L-moments, Trimmed L-moments, L-comoments, and Many Distributions
Description
The package implements the statistical theory of L-moments including
L-moment estimation, probability-weighted moment estimation, parameter estimation
for numerous familiar and not-so-familiar distributions, and L-moment estimation
for the same distributions from the parameters. L-moments are derived from the
expectations of order statistics and are linear with respect to the probability-
weighted moments. L-moments are directly analogous to the well-known product
moments; however, L-moments have many advantages including unbiasedness,
robustness, and consistency with respect to the product moments. This package
is oriented around the FORTRAN algorithms of J.R.M. Hosking, and the
nomenclature for many of the functions parallels that of the Hosking library.
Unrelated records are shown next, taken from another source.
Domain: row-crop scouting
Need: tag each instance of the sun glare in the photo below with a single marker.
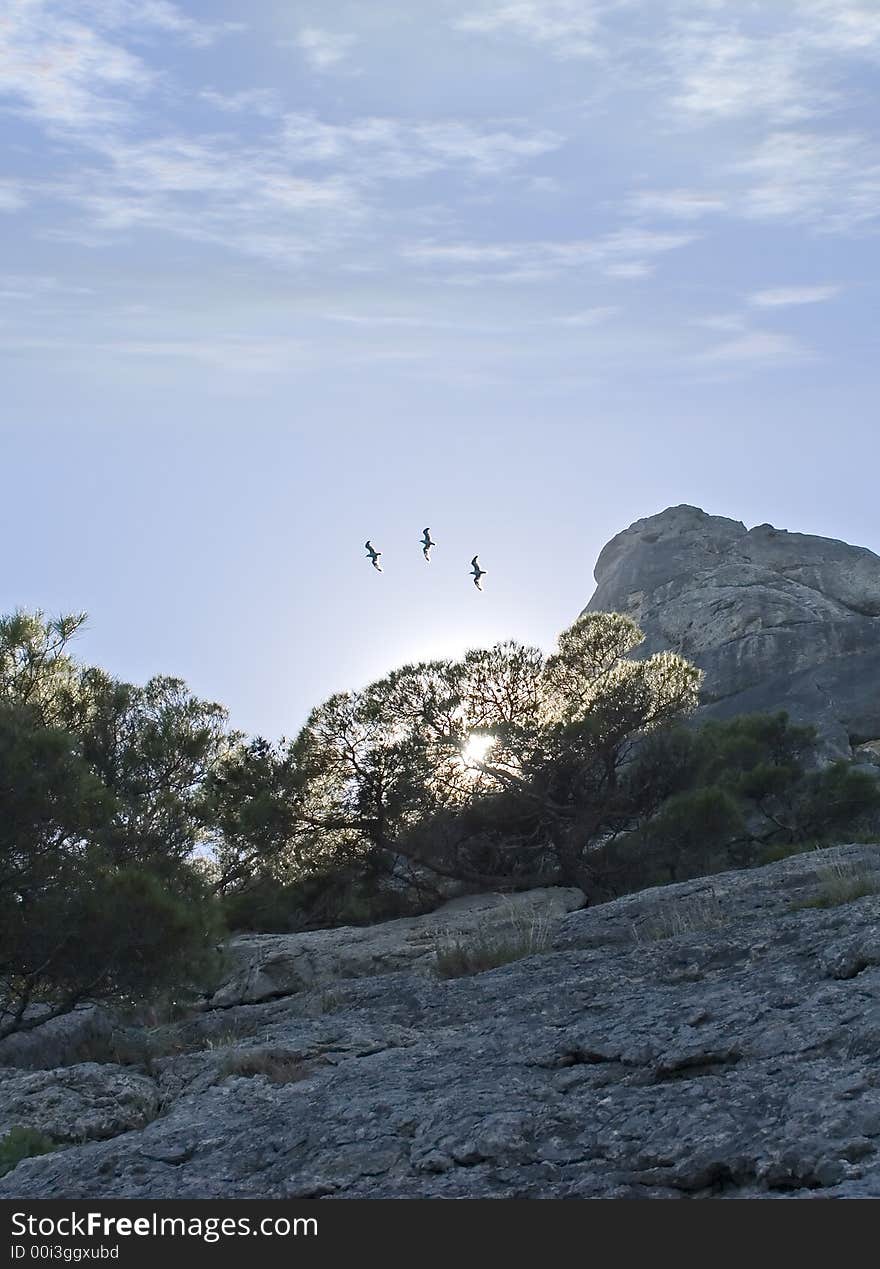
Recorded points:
(476, 748)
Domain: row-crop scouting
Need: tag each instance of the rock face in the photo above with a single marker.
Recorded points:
(718, 1037)
(776, 619)
(266, 966)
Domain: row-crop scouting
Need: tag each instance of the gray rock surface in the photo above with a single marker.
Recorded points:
(61, 1041)
(716, 1037)
(266, 966)
(79, 1103)
(776, 619)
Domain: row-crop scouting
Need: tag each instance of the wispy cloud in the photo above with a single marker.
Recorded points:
(619, 254)
(756, 347)
(257, 100)
(324, 50)
(782, 297)
(831, 180)
(12, 197)
(568, 28)
(64, 72)
(680, 204)
(588, 316)
(390, 147)
(721, 74)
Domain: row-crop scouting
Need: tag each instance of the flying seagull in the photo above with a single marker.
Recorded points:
(373, 555)
(427, 543)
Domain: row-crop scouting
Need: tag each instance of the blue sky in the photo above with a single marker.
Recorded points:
(280, 277)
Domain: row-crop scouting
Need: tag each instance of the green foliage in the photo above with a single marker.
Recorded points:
(22, 1144)
(100, 791)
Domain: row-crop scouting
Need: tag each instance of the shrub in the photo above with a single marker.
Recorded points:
(460, 957)
(22, 1144)
(277, 1065)
(841, 882)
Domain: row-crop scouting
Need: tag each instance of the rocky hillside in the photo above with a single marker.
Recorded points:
(718, 1037)
(776, 619)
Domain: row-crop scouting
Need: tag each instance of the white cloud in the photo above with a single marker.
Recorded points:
(782, 297)
(831, 180)
(721, 74)
(588, 316)
(756, 347)
(569, 28)
(140, 15)
(257, 100)
(64, 72)
(321, 48)
(681, 204)
(615, 254)
(12, 198)
(389, 147)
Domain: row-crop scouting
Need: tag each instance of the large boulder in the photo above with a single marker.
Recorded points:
(90, 1102)
(776, 619)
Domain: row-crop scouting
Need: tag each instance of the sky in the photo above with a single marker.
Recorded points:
(281, 277)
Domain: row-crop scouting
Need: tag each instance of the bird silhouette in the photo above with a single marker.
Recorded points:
(427, 543)
(373, 555)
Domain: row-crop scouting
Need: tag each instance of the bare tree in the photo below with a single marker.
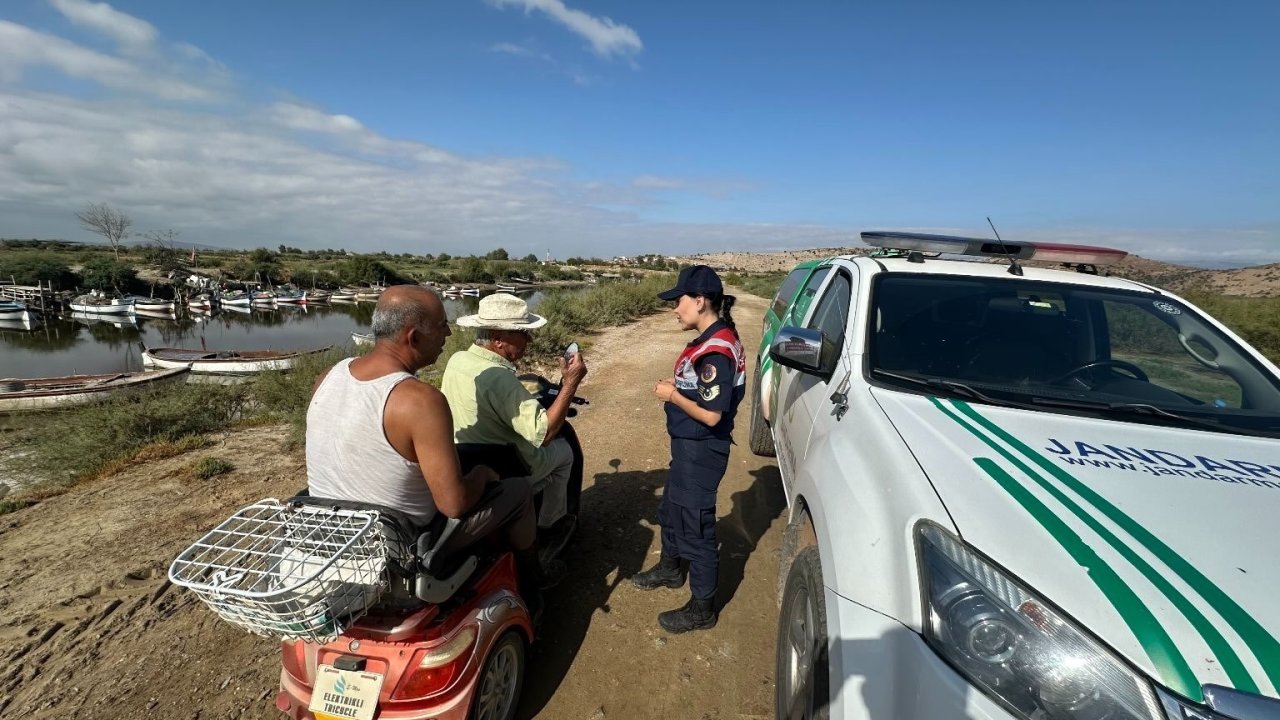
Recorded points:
(106, 222)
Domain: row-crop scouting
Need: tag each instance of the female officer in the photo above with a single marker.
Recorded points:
(700, 402)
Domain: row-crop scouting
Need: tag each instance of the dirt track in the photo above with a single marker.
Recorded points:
(90, 628)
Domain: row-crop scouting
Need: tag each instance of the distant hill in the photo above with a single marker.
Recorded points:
(1261, 281)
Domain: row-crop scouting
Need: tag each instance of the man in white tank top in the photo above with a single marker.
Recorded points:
(376, 434)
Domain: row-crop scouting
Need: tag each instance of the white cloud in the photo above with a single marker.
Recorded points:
(132, 35)
(22, 48)
(607, 37)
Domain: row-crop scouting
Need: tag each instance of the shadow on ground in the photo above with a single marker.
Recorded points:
(616, 528)
(752, 511)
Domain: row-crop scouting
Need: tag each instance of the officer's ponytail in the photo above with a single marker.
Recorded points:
(722, 305)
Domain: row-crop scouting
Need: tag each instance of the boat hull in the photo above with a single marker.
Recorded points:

However, numerous extensions are made to aid in expand of the breadth and ease
of L-moment application. Much theoretical extension of L-moment theory has
occurred in recent years. E.A.H. Elamir and A.H. Seheult have developed the
trimmed L-moments, which are implemented in this package. Further, recent
developments by Robert Serfling and Peng Xiao have extended L-moments into
multivariate space; the so-called sample L-comoments are implemented here. The
supported distributions with moment type shown as L (L-moments) or TL (trimmed
L-moments) and additional support for right-tail censoring ([RC]) include:
Cauchy(TL), Exponential(L), Gamma(L), Generalized Extreme Value(L),
Generalized Lambda(L & TL), Generalized Logistic (L), Generalized Normal(L),
Generalized Pareto(L[RC] & TL), Gumbel(L), Normal(L), Kappa(L),
Pearson Type III(L), Reverse Gumbel(L[RC]), Wakeby(L), and Weibull(L).